Italian banks running out of options

IFR 2141 9 July to 15 July 2016
6 min read
Gareth Gore

Italy is fast running out of options to fill a potential €40bn capital hole in its banking system, leaving Rome with little choice but to launch a full-on government rescue – and plunging it into an inevitable conflict with the European Union.

Private investors have already demonstrated their unwillingness to provide sufficient fresh capital for struggling Italian banks, with Veneto Banca and Banca Popolare di Vicenza both failing to sell even a fraction of new shares on offer to private backers over recent weeks.

The botched sales forced Veneto and Vicenza to turn to industry-backed rescue fund Atlante, depleting its resources and leaving the fund with just €475m to recapitalise all the other banks in the country, a tiny fraction of what could be needed.

At the same time, Rome is reluctant to obey the EU-wide bail-in rules that it helped create for fear of imposing losses on retail bondholders.
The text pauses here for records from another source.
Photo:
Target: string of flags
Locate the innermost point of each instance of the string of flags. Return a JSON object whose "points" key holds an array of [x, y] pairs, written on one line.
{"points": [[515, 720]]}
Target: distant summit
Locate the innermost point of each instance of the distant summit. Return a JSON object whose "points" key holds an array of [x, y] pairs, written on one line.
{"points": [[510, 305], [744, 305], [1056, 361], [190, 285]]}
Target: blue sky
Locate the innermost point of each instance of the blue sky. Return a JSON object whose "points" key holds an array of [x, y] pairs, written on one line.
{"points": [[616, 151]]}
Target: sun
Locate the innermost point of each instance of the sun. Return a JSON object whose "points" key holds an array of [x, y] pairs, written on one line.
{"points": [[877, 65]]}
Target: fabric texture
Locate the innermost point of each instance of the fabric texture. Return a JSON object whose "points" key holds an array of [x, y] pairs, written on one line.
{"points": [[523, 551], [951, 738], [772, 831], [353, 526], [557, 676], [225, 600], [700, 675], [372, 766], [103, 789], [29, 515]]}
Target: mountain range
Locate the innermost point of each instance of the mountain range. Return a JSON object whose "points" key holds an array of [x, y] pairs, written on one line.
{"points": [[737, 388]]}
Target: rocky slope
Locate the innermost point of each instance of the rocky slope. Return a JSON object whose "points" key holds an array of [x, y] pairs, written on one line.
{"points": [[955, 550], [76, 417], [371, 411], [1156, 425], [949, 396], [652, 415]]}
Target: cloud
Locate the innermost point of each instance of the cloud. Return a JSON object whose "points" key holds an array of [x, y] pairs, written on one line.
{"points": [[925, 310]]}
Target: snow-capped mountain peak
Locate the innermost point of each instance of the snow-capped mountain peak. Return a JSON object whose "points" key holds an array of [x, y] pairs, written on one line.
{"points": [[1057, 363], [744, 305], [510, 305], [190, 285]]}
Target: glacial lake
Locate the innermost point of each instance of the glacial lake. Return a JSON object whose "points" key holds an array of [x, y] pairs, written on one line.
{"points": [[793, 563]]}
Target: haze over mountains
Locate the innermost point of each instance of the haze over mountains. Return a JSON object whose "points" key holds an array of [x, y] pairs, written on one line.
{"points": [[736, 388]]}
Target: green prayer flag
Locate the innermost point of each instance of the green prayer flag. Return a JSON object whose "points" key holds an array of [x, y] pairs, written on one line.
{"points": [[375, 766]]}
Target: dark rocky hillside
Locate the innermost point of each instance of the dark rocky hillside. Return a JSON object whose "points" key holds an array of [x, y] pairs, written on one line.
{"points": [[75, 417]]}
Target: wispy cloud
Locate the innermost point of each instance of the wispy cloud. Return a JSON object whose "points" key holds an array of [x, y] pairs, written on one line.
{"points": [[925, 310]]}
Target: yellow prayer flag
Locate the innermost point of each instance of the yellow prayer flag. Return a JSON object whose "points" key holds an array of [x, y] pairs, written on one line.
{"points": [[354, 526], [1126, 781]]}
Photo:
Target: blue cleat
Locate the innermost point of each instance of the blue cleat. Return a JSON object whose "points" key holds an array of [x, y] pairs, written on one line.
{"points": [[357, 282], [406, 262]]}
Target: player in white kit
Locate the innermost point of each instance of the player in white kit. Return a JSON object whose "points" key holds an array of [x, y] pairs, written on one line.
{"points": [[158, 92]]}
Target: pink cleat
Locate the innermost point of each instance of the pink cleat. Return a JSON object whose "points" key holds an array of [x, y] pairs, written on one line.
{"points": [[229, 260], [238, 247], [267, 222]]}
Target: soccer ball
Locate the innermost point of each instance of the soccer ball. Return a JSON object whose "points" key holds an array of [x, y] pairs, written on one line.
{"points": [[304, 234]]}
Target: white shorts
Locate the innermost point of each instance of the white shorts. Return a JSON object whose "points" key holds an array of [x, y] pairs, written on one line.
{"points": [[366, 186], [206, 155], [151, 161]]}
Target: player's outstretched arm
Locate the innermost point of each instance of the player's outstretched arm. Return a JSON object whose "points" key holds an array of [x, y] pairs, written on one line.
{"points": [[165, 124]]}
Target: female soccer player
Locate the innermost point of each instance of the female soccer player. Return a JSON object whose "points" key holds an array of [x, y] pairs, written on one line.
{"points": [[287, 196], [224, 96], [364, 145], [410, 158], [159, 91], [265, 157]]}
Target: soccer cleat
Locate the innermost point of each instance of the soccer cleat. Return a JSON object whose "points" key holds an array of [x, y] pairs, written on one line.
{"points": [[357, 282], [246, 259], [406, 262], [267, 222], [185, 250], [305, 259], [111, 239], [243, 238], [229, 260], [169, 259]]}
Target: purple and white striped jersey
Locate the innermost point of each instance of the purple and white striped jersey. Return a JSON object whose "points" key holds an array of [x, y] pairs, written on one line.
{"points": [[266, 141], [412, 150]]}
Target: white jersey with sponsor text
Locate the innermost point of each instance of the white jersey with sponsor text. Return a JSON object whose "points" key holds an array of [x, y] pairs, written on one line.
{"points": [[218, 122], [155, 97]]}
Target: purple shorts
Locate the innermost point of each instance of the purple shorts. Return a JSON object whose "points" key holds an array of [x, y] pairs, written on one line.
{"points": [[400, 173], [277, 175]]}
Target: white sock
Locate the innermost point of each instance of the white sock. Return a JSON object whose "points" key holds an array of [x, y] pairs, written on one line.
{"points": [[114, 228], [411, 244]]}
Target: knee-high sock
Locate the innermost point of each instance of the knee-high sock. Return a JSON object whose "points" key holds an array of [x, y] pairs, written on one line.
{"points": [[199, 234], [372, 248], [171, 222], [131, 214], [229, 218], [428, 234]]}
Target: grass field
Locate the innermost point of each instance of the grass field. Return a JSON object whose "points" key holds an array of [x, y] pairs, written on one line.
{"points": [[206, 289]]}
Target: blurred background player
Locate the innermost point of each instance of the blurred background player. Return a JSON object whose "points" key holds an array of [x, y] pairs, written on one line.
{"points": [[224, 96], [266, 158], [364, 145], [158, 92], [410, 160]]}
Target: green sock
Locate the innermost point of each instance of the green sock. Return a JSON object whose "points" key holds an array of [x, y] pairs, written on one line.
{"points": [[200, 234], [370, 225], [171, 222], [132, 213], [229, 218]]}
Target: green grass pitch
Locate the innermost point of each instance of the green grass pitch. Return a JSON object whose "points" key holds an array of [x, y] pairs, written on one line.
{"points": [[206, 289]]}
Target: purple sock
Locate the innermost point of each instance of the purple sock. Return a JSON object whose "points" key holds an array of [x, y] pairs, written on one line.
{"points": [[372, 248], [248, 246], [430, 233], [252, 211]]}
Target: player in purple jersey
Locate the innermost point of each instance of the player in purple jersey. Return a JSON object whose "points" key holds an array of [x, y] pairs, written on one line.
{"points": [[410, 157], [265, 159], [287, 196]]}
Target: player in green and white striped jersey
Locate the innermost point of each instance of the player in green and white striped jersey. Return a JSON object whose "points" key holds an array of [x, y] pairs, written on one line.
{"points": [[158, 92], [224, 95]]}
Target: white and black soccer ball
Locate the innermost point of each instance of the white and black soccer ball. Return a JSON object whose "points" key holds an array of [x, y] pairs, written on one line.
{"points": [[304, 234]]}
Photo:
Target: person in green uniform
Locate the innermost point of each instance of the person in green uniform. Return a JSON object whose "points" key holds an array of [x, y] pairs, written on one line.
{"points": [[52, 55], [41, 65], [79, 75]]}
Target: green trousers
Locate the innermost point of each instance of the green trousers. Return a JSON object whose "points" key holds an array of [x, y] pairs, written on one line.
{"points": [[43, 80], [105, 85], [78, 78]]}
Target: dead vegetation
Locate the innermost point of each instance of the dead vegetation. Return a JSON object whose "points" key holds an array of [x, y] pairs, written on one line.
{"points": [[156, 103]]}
A bail-in of retail bonds could unleash a political backlash against Prime Minister Matteo Renzi and even against the EU itself.

“A state bailout is the only answer,” said one capital advisory banker who has worked closely with Italian banks and officials. “The banks have exhausted private capital, and bail-in isn’t going to work. There is no other real option.”

The urgency has its roots in European Banking Authority stress tests due to be published on July 29. The tests are expected to highlight a €40bn capital hole under an adverse economic scenario, and Rome is keen to have a plan to reassure markets and depositors.

“A state bailout is the only answer”

At the same time, the European Central Bank has been upping pressure on Italian banks to resolve their non-performing exposures (or NPEs), which have quadrupled over the last eight years to €340bn – equivalent to about one in every seven euros they have lent out. Banca Monte dei Paschi di Siena, perhaps the bank most in the spotlight, has been told to reduce its bad loan book by a third in the next two years alone.

But tackling the bad loan problem at the rate the ECB and European officials would like will mean sacrificing capital, not least because the prices investors are willing to pay imply losses much deeper than the average 45% of NPEs provisioned by the banks.

“The pricing gap has definitely closed as demand picks up, but there is still a significant gap in many cases, particularly on secured loans,” said Justin Sulger, head of credit at Anacap Financial Partners, which has bought €9bn of bad Italian loans.

Italian banks have steadily been building up capital over the past few years – through various rights issues and through retained profit – to finance future writedowns. But the ECB has grown frustrated with the pace of progress and is concerned about its impact on new bank lending and the wider economy. It now wants to accelerate the process.

“Many banks are only now bringing assets to market that have been doubtful for some time – they simply couldn’t afford to sell previously or didn’t want to take losses,” said Sulger. ” But price targets are often still too high, and further capital losses are inevitable.”

Pincer movement

Markets haven’t reacted well to the EBA-ECB pincer movement. Some bank stocks are down by more than 50% this year, and some subordinated bonds are trading as low as 40 cents on the euro. The movements have severely constrained new issuance.

“This isn’t a good time to be doing this,” said another banker who works closely with Italian lenders, citing uncertainty around the UK’s referendum on EU membership already roiling markets. “But the ECB has been pushing for a clean-up for the last two years. Other solutions have reached the end of the road.”

While the timing is awful, current market turmoil might help the Italian government. Under EU rules designed to minimise the cost to taxpayers of bank rescues, government bailouts are only allowed after 8% of capital – equity and bonds – is bailed in.

But there are provisions to temporarily inject capital without bailing in other stakeholders during times of extreme system-wide financial stress. The Italian government could use the current market turmoil – and backdrop of Brexit – to do just that, and so avoid bailing in the retail bondholders it is so fearful of upsetting.

Goldman Sachs believes that would be sensible. “We view bail-ins as risky, with abundant scope for unintended consequences,” analysts from the bank wrote.

Whether the current market conditions are invoked or not, some believe this situation could have been avoided, and instead point to a European Commission obsession with shoehorning diverse banking business models into a single set of rules.

“Standardising the treatment of bad loans across Europe has disproportionately hit those countries where having NPEs and giving businesses some forbearance is part of normal business operations,” said Dan Davies, a senior research adviser at Frontline Analysts.

“However they resolve this, it was always optimistic to pretend that you were going to be able to sort out significant problems in any banking system and not have the state step in with some kind of bailout.”